Multiple types of pathogen-mediated positive selection likely shape and maintain MHC diversity over the evolutionary history of a species (Takahata and Nei 1990). Determining and distinguishing among these modes of selection in natural populations remain challenging given the required breadth of spatial and temporal sampling (Spurgin and Richardson 2010; Radwan et al. 2020). Our study thus provides a unique opportunity to distinguish among the potential modes of Bd-mediated selection—heterozygote advantage, negative frequency-dependent selection, and fluctuating selection—that may be shaping MHC diversity in R. pipiens. We found no evidence for heterozygote advantage because MHC heterozygotes were just as likely to be infected with Bd as homozygotes. Although no concrete evidence supports negative frequency-dependent selection, it remains plausible based on our temporal comparisons, where many common alleles decreased in frequency over time (Fig. 5; e.g., Rapi*01 and Rapi*05) and many rare alleles increased (e.g., Rapi*07 increased in three populations). However, we do not have temporal Tajima’s D estimates for neutral loci so cannot interpret the role of selection in shaping MHC-based Tajima’s D changes over time. Finally, three lines of evidence suggest fluctuating selection may contribute to MHC diversity: (1) environmental variation combined with MHC HE (but not neutral HE) was a significant predictor of Bd prevalence in most of the top models, (2) pairwise FST was consistently higher and more variable for MHC compared to microsatellite loci, and (3) the majority of MHC alleles (20/37) were private alleles, and NE was not correlated to the number of MHC alleles or private alleles. Thus, unique disease dynamics within populations and environmental variation may favor different MHC alleles over time and across populations of varying sizes, contributing to high overall MHC diversity and some differentiation.

Conclusions

In summary, genetic diversity and differentiation at an expressed MHC class IIß locus differ significantly from neutral markers in R. pipiens across both spatial and temporal scales.
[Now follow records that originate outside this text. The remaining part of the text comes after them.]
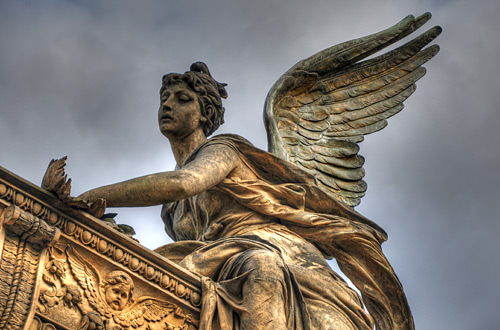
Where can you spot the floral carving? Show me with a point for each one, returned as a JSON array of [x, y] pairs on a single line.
[[103, 302]]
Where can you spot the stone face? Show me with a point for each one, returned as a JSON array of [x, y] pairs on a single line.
[[61, 268]]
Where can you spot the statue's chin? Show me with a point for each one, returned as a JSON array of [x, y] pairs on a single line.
[[115, 306]]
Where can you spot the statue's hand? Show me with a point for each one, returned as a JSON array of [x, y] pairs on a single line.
[[55, 180]]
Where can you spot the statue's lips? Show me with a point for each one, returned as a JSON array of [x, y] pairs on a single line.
[[166, 118]]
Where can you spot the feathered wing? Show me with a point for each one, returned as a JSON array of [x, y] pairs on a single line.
[[88, 278], [320, 109]]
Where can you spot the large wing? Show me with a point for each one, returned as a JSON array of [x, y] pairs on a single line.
[[88, 278], [320, 109]]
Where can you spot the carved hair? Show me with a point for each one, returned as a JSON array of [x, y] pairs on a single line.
[[209, 92], [119, 277]]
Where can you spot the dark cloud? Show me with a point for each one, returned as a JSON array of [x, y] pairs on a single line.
[[82, 79]]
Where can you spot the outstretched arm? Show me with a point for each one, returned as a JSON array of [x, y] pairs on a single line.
[[211, 165]]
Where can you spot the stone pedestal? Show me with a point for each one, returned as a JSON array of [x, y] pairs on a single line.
[[61, 268]]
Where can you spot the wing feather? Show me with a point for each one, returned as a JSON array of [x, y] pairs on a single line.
[[319, 110]]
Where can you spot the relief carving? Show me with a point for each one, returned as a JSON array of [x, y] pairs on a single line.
[[76, 292]]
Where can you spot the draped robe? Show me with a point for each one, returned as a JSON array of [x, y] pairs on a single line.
[[277, 224]]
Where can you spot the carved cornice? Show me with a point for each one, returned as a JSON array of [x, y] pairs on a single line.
[[96, 236], [25, 239]]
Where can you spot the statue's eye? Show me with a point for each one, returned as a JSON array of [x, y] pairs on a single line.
[[184, 98]]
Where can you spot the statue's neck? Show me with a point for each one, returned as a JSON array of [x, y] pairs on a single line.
[[183, 147]]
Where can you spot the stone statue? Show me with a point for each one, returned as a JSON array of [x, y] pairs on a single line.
[[257, 226]]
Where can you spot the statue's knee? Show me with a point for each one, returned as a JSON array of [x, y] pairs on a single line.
[[265, 263]]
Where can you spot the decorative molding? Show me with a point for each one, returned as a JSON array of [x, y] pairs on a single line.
[[84, 297], [183, 290], [25, 240]]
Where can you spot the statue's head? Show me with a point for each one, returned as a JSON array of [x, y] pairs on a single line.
[[209, 93], [118, 288]]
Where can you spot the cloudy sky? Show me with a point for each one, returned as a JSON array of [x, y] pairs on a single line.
[[82, 80]]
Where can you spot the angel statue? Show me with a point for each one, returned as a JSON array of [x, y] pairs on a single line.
[[257, 226]]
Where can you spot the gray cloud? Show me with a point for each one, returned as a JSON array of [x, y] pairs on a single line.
[[83, 79]]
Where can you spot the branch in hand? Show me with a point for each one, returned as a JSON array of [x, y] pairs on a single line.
[[55, 180]]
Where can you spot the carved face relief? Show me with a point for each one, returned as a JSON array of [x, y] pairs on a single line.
[[180, 113], [117, 295]]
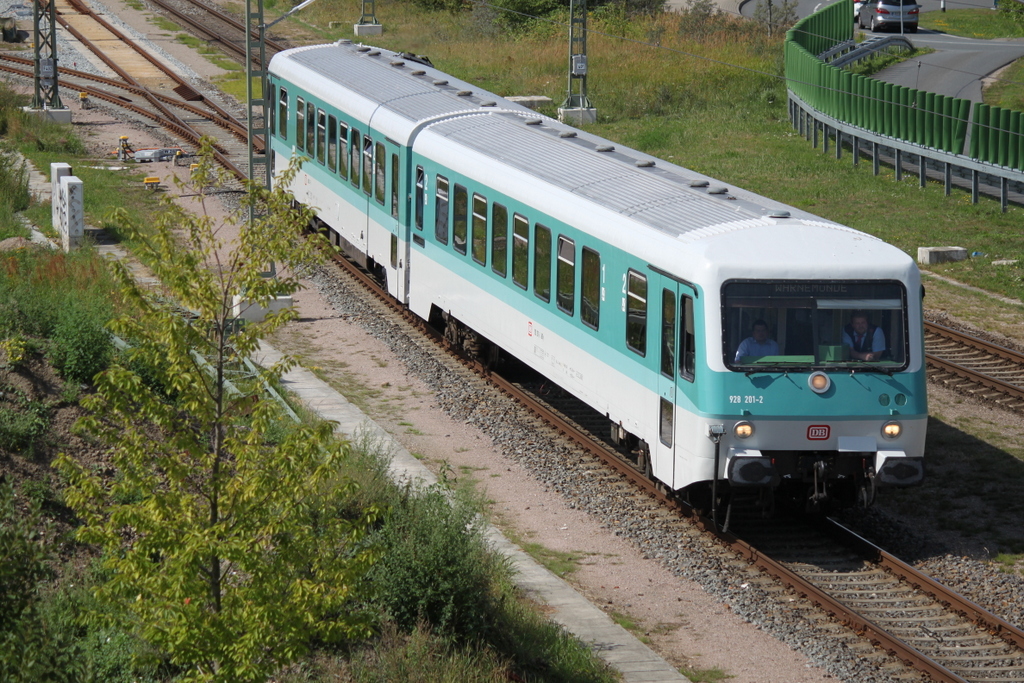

Across sampled populations, we found that higher MHC HE predicted lower Bd prevalence, whereas neutral heterozygosity showed no relationship. MHC supertype 4 conferred a significantly elevated risk of Bd infection. In contrast, allele Rapi*03 was associated with lower Bd risk, and Arizona populations of R. pipiens may be doing well in the face of Bd due to the unique presence of Rapi*03, which is absent from all other western sites. Comparing modes of pathogen-mediated selection acting on MHC, we found evidence consistent with fluctuating selection and negative frequency-dependent selection, but no support for heterozygote advantage. Because disease can decimate population genetic diversity across both neutral and functional loci (O’Brien and Evermann 1988), establishing that MHC diversity fluctuations are distinct from overall genetic diversity loss is important for illustrating that frog populations are adapting immunogenetically to disease and other selective pressures.